A verdade é que enquanto somos distraídos pelo discurso da crise que foi causada pelo próprio (des) governador  Pezão e por seu antecessor e padrinho político, Sérgio Cabral, os ataques contra a população avançam.

E o curioso (curioso?) é que esta barragem relaciona personagens curiosos, incluindo o ex-ambientalista Carlos Minc e o hoje desgraçado ex-diretor da Petrobras, Paulo Roberto Costa. em outras palavras, a mega barragem de Cachoeiras de Macacu é “lava jato”.

 

Projeto de barragem polêmica em Cachoeiras de Macacu volta à tona

Construção é considerada uma ameaça comparável à tragédia de Mariana

O DIA

Reportagem de Marlos Bittencourt

Rio – A ameaça de uma tragédia comparável à de Mariana, em Minas Gerais. É assim que moradores, produtores rurais, ambientalistas e dirigentes municipais já se referem ao projeto do governo do estado para a construção de uma grande barragem no Rio Guapiaçu, em Cachoeiras de Macacu, na Região Metropolitana. Temendo possíveis impactos sociais, econômicos e ambientais, entidades locais organizam um novo protesto contra o projeto no próximo sábado, na cidade. 

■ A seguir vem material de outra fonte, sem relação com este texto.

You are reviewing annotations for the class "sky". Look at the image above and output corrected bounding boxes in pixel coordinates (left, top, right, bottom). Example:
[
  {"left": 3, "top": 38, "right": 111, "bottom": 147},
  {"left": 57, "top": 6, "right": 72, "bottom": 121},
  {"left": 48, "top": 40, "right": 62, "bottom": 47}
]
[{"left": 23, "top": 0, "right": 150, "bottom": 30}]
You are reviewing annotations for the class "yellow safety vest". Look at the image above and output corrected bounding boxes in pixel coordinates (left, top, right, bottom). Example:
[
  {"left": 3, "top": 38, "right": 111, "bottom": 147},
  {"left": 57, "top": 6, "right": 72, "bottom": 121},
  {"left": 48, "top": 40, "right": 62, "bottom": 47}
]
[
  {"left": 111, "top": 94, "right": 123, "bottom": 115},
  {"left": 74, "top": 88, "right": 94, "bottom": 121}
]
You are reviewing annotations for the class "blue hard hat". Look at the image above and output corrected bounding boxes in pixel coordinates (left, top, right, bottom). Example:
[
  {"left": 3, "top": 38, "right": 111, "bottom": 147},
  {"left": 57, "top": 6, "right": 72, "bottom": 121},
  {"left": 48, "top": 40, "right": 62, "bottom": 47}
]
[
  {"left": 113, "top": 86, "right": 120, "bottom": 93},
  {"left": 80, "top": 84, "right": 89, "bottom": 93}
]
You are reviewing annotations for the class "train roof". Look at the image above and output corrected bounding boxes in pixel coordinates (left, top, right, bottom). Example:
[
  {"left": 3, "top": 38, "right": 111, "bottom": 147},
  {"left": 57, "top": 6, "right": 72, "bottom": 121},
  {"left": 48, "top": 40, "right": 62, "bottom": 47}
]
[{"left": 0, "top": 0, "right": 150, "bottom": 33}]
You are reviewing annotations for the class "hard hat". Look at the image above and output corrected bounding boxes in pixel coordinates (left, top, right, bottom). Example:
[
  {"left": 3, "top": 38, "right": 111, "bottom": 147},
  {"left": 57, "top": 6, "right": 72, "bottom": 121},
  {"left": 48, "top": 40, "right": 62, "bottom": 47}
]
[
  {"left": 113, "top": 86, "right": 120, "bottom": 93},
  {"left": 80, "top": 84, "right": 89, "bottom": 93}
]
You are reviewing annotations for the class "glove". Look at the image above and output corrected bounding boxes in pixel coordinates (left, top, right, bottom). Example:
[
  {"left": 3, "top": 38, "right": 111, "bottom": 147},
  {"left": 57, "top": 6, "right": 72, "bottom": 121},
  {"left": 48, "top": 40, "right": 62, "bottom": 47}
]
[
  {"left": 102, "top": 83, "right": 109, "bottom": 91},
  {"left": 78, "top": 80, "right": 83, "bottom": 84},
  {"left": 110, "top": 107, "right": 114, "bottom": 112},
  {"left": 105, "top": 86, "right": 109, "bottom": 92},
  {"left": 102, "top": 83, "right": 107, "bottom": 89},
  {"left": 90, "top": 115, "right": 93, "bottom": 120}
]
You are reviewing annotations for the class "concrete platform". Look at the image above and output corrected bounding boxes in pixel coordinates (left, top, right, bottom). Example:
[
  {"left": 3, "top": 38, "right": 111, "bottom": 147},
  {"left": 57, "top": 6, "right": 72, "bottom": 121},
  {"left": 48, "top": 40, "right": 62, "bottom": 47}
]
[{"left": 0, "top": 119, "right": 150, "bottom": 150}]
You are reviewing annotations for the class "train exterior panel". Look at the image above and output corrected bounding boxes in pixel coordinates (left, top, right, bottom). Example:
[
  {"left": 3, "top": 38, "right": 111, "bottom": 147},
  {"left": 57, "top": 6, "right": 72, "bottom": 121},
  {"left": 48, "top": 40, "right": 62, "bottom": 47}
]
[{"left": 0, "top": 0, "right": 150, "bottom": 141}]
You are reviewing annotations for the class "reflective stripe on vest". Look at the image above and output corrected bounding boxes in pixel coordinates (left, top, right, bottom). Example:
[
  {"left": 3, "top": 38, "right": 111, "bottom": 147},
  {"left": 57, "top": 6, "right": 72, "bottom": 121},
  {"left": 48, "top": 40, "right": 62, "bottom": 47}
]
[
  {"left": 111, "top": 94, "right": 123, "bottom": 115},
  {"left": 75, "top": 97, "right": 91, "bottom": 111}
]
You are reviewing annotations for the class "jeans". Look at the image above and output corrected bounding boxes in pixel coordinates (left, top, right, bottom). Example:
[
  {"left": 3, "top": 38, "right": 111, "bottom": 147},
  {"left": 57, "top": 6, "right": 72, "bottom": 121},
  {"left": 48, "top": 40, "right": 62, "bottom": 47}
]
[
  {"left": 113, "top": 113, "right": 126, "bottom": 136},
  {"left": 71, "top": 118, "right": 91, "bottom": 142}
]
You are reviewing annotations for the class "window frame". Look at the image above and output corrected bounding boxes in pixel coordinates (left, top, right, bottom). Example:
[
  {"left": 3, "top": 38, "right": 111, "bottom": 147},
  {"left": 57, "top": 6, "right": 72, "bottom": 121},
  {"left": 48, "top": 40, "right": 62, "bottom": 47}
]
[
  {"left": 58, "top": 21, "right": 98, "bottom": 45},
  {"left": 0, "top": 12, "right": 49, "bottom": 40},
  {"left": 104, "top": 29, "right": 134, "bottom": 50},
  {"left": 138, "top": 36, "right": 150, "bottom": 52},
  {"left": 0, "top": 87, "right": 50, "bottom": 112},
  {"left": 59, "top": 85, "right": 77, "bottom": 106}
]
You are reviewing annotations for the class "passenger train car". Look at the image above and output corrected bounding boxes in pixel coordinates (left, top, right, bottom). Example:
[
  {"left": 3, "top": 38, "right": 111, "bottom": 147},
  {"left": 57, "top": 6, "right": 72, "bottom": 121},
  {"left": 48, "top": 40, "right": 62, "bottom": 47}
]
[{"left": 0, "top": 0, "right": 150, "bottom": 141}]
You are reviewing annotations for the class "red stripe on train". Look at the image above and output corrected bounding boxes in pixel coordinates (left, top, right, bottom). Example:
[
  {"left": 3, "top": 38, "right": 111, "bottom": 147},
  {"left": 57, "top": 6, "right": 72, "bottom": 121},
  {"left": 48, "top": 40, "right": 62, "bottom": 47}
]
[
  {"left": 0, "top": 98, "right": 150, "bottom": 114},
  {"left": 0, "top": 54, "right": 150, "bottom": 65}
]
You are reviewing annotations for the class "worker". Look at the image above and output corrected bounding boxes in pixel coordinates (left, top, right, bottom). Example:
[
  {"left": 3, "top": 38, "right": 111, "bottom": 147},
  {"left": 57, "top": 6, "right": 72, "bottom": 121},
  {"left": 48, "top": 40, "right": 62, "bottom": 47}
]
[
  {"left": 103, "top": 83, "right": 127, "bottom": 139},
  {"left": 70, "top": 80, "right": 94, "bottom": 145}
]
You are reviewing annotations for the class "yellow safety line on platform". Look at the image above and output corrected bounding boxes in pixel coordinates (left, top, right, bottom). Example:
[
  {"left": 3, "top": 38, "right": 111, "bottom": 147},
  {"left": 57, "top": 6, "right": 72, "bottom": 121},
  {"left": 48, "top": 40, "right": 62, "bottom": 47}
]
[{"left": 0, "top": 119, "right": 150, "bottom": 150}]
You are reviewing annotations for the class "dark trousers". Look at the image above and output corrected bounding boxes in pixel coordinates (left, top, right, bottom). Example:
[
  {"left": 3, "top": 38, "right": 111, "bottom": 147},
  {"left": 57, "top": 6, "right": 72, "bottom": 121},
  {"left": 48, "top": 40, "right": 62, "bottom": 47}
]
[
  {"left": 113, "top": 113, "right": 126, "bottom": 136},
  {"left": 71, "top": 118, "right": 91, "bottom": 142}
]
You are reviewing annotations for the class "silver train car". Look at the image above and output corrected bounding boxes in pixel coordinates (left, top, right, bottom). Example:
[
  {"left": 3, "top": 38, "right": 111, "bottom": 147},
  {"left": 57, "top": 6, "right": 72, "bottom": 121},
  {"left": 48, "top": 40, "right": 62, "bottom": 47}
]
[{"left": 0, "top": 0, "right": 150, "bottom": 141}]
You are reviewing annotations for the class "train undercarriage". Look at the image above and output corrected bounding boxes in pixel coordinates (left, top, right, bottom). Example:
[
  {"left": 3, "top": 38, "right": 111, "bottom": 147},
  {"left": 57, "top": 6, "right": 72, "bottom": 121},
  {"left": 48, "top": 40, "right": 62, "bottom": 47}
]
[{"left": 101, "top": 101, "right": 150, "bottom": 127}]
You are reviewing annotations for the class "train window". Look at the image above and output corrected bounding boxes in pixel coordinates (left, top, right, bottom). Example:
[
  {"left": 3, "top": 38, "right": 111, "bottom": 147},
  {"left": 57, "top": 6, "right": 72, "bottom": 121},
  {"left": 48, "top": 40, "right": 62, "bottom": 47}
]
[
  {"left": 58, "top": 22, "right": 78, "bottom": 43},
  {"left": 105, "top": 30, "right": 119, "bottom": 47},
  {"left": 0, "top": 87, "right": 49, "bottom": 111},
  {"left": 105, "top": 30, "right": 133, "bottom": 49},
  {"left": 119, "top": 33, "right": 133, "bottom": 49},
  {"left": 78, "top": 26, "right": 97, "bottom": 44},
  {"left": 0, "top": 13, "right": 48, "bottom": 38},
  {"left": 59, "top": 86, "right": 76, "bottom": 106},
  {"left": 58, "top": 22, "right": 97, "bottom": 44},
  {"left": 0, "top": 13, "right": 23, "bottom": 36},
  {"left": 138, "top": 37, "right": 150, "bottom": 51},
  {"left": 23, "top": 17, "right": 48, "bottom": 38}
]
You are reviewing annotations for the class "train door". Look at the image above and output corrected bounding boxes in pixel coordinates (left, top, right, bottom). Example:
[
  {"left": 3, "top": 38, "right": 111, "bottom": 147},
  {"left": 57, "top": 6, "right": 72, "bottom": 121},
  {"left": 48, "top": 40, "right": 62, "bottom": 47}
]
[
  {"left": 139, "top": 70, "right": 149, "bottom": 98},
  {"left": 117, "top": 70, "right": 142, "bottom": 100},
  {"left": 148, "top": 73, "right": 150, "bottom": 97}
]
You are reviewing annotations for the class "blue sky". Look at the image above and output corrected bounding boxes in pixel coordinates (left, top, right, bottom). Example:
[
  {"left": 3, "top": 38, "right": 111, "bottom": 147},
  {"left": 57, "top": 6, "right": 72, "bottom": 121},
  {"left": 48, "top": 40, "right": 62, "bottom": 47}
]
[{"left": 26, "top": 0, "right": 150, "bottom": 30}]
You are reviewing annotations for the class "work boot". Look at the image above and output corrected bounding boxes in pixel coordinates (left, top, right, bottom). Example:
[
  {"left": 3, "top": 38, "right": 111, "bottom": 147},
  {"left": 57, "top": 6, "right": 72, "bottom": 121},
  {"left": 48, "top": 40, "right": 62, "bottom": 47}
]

“Há também que se considerar os riscos meteorológicos, pois a construção de uma grande barragem poderá trazer mudanças climáticas significativas para a região, devido ao aumento da evaporação e, consequentemente, o aumento das chuvas, podendo, a exemplo de Nova Friburgo e Mariana (MG), nos deixar expostos a catástrofes”, diz trecho de uma carta assinada pelos organizadores do ato.

R$ 110 milhões é o prejuízo, em reais, que a obra levaria à economia do pequeno município de 70 mil habitantes. Foto: Divulgação

A polêmica já se arrasta há quase três décadas. A barragem, de acordo com o governo, vai ajudar no abastecimento de água de Niterói, São Gonçalo e Itaboraí, área de influência do Comperj, na Região Metropolitana, e também à Ilha de Paquetá. “Cientes de que água é um bem de todos e essencial à vida, esclarecemos que não somos contra ceder água a esses municípios, oportunidade que sugerimos o estudo de alternativas de barragens menores e menos impactantes”, diz a carta que convoca a população.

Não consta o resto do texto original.